One of the advantages of acupuncture is the absence of serious side effects. The acupuncture points are stimulated with hair-thin needles to bring about the therapeutic effect. All needles used are sterile and disposed of after use, eliminating the risk of infection. In most cases, insertion of the needles is performed with a minimum of discomfort. Most patients find the treatments very relaxing and experience a feeling of well-being after the treatment. Some people even go to sleep during the treatment. For those who absolutely hate needles, there are other methods that can be used that do not require the use of needles.
Acupuncture bears no resemblance to the feeling of receiving an injection, since the main source of pain from injections is the larger diameter, hollow needle and the medication being forced into the tissue by pressure. Acupuncture needles are very fine and flexible, about the diameter of a human hair. In most cases, insertion by a skilled practitioner is performed without discomfort.
You may experience a sense of heaviness or electricity in the area of insertion. Most patients find the treatments very relaxing and many fall asleep during treatment. In some cases, your practitioner may also recommend herbs or dietary, exercise or lifestyle changes.
How Do I Find A Qualified Practitioner?
Oriental medicine is a complex form of medicine that has been practiced thousands of years in China. As a result, there are many valid schools of thought and traditions within the profession.
In order to obtain the best health care, you should seek a practitioner who has been trained comprehensively in acupuncture and Chinese herbal medicine and practiced for at least five years.
How Frequent and How Many Treatments I Should Have?

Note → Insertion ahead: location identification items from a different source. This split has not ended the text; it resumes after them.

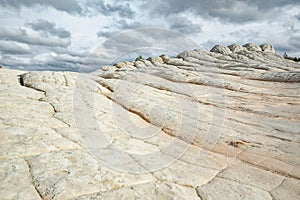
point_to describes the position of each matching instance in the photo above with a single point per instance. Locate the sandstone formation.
(223, 124)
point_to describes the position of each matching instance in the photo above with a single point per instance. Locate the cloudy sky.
(85, 34)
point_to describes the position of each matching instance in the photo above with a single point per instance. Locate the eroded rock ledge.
(236, 108)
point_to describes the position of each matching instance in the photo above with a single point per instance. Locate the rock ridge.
(218, 124)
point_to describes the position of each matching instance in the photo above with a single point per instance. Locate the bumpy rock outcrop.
(204, 125)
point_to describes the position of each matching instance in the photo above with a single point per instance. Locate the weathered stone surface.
(203, 125)
(221, 49)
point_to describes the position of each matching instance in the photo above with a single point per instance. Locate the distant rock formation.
(203, 125)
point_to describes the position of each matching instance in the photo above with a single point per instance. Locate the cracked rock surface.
(204, 125)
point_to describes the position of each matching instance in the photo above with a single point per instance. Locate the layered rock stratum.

Each patient's pathogenic condition and body constitution are unique so the treatment plan varies individually. The length of treatment depends on the type, severity, and duration of disease, how does a patient response to acupuncture treatment, the body constitution and the physical state at the time of treatment. Chronic problems generally require more treatment than acute conditions. Some patients notice an immediate improvement after the first treatment, whereas others may not notice any effect until the seventh or eighth visit. Researchers internationally agree the usual number of treatment is between eight and sixteen. Some patients with chronic conditions may require more than 20 treatments. Many people also use acupuncture as part of their health maintenance program. Regular "tune-ups" prevent illness and promote health, as well as add to the vitality of the body and mind.